Di balik perkataan Elena itu, Mila baru mengetahui fakta lain bahwa Kevin ternyata dulu satu SMA dengannya. Kenapa Mila tidak pernah menyadarinya?

"Kevin beneran lulusan SMA Pelita Bangsa juga, Ma?"

"Iya, Sayang! Kamu nggak tahu, ya? Mama tunjukin fotonya Kevin pakai seragam sekolah SMA dulu. Kayaknya ada deh." Elena kembali membuka lembaran album yang sedari tadi menganggur di pahanya karena mereka sibuk membahas hal lain.

Setelah menemukan foto yang dimaksud, Elena segera memindahkan album itu ke pangkuan calon menantunya agar Mila bisa melihatnya dengan jelas. "Ini buktinya, tapi jangan kaget ya! Itu Kevin masih jelek, penampilannya dulu pas SMA culun banget soalnya," ucapnya, mencela putranya sendiri.

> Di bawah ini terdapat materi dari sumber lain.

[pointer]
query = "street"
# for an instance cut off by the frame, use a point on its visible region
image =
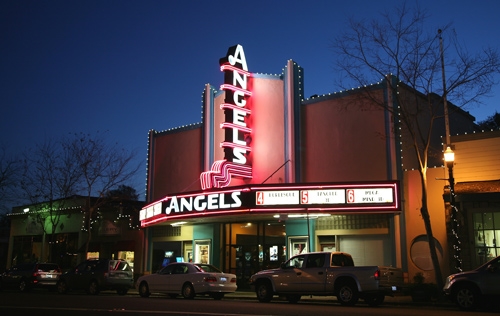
(77, 303)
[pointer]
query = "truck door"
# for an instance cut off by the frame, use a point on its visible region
(314, 274)
(290, 278)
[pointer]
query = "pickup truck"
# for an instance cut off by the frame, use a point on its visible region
(475, 288)
(327, 274)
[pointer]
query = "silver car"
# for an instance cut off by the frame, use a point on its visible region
(470, 289)
(188, 280)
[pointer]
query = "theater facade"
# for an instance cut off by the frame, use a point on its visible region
(268, 174)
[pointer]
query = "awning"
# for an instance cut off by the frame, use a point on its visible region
(93, 247)
(125, 245)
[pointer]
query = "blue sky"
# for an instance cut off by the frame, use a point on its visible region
(127, 67)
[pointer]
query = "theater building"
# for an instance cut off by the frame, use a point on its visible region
(269, 173)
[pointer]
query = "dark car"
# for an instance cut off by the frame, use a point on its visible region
(470, 289)
(98, 275)
(26, 276)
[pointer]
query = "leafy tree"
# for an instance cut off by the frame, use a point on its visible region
(49, 177)
(491, 122)
(83, 165)
(398, 44)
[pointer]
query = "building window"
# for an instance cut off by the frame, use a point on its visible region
(486, 234)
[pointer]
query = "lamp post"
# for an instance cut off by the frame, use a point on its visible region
(449, 158)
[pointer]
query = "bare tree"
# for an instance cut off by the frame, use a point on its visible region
(9, 167)
(49, 177)
(398, 44)
(491, 122)
(103, 166)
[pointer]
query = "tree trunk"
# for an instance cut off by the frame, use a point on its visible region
(424, 211)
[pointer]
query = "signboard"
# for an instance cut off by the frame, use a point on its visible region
(293, 198)
(237, 131)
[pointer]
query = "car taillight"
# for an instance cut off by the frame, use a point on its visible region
(210, 279)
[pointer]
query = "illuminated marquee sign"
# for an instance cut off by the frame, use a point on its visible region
(235, 125)
(286, 198)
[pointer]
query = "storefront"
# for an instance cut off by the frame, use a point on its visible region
(268, 174)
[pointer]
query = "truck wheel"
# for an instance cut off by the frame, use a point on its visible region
(188, 291)
(466, 298)
(93, 288)
(62, 287)
(293, 298)
(144, 289)
(264, 292)
(23, 286)
(375, 299)
(348, 294)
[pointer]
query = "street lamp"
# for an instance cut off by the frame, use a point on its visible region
(449, 158)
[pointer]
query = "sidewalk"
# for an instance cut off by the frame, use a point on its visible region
(394, 300)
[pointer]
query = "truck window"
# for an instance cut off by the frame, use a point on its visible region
(315, 260)
(296, 262)
(342, 260)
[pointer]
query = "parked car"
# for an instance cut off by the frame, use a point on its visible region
(98, 275)
(470, 289)
(26, 276)
(188, 280)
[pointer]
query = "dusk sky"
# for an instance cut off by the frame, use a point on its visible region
(127, 67)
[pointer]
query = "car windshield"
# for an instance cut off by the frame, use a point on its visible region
(119, 265)
(47, 267)
(206, 268)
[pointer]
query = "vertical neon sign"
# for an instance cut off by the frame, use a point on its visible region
(236, 129)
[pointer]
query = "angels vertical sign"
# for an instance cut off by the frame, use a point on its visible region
(237, 131)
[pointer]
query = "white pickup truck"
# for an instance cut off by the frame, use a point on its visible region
(327, 274)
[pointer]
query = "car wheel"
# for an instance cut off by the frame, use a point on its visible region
(466, 297)
(264, 292)
(122, 291)
(23, 286)
(93, 288)
(348, 294)
(144, 290)
(293, 299)
(217, 296)
(62, 287)
(188, 291)
(374, 300)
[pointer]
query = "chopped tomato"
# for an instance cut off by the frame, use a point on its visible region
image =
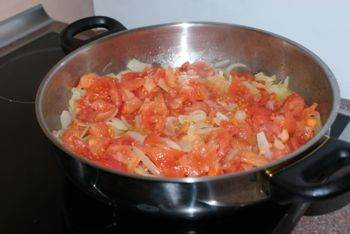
(189, 121)
(294, 105)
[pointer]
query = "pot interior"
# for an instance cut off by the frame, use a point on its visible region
(175, 44)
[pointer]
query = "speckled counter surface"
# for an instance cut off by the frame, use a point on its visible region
(334, 222)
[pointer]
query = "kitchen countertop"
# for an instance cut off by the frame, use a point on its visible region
(334, 222)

Sementara Mila sendiri berhasil terkejut saat melihat foto Kevin masa SMA. Alisnya hampir bertautan saat menyadari bahwa Kevin yang di foto itu adalah cowok yang pernah dia bela saat di-bully oleh Mischa dulu.

Jadi, Kevin adalah kakak kelasnya yang menyebalkan itu? Tapi, kenapa dulu Kevin rela di-bully kalau Opa Orlan adalah pemilik yayasan dari sekolah tempat mereka dulu? Semua pertanyaan itu saling berkecamuk di kepala Mila sekarang. Dia membutuhkan penjelasan!